On October 4, 2011, Brown revealed his closest contact inside the TNC. He told Epstein he had wanted to bring Fadel Hshad, Senior Advisor to interim Prime Minister Mahmoud Jibril, to New York to meet him. "At my (and Dr. Fadi Noah) urging, he is also the guy who is being given the mandate from the TNC (signed by Dr. Ali Tarhouni, Minister of Finance), to negotiate a settlement with Goldman." Goldman Sachs had lost $1.3 billion of the Libyan Investment Authority's money. Hshad held the mandate to negotiate. Brown offered to bring him to NYC the following week "to start the process" (vol00009-efta00920407-pdf-0).

In August 2012, Brown's ally Dr. Muhammad Al Magariaf was elected head of Libya's General National Congress, making him the country's first post-Gaddafi leader. Brown emailed Epstein the news. Epstein wrote back: "lets see him in new york" (vol00009-efta00940617-pdf-0). Brown replied: "Remember, Dr. Al Magariaf is the guy who I introduced you at the UN reception last June and he was the guy that I wanted you to bring to New York last September for the opening of the UN General Assembly.
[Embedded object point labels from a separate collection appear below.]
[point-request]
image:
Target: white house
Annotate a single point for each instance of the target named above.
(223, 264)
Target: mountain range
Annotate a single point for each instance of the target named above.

You were too busy my friend and we loss our advantage because the big guys will be offering him everything now that he is Libya's first democratically elected President." He proposed a "unique selling proposition that separates us with the pack" (vol00009-efta00713082-pdf-0).

By March 2013, the Goldman opportunity had passed. Brown emailed: "Not only did Libya's Sovereign Wealth Fund lose $1.3 billion with Goldman Sachs, it also lost $1 billion with Soc Gen I wonder how many more? We blew this opportunity" (EFTA01902481-0).

Three months later, on June 9, 2013, Brown sent Epstein a full prospectus. The document listed almost $100 billion in frozen sovereign funds still awaiting release, refineries to build, ports to develop, a "Rockefeller Center/Century City signature mixed-use" complex for Benghazi, and hospitals, schools, airports, and affordable housing. Brown proposed using former President Magariaf, who had just resigned and was "unshackled to pursue private sector projects," as the in-country partner. "Libya is rich and needs everything," Brown wrote. "Hospitals, Factories, Housing, Schools, Ports, Airports, Roads, Electrical grid. Telecommunications. Office buildings, Commercial centers. Warehouses. Sanitation. And most of all jobs" (vol00009-efta00962613-pdf-0).

The archive contains no reply from Epstein to the June 2013 prospectus. Brown sent 42 emails over two years. Libya's first elected president had been introduced at a UN reception Brown organized. The Goldman Sachs mandate had been offered. The country's entire reconstruction budget was on the table. Epstein never invested.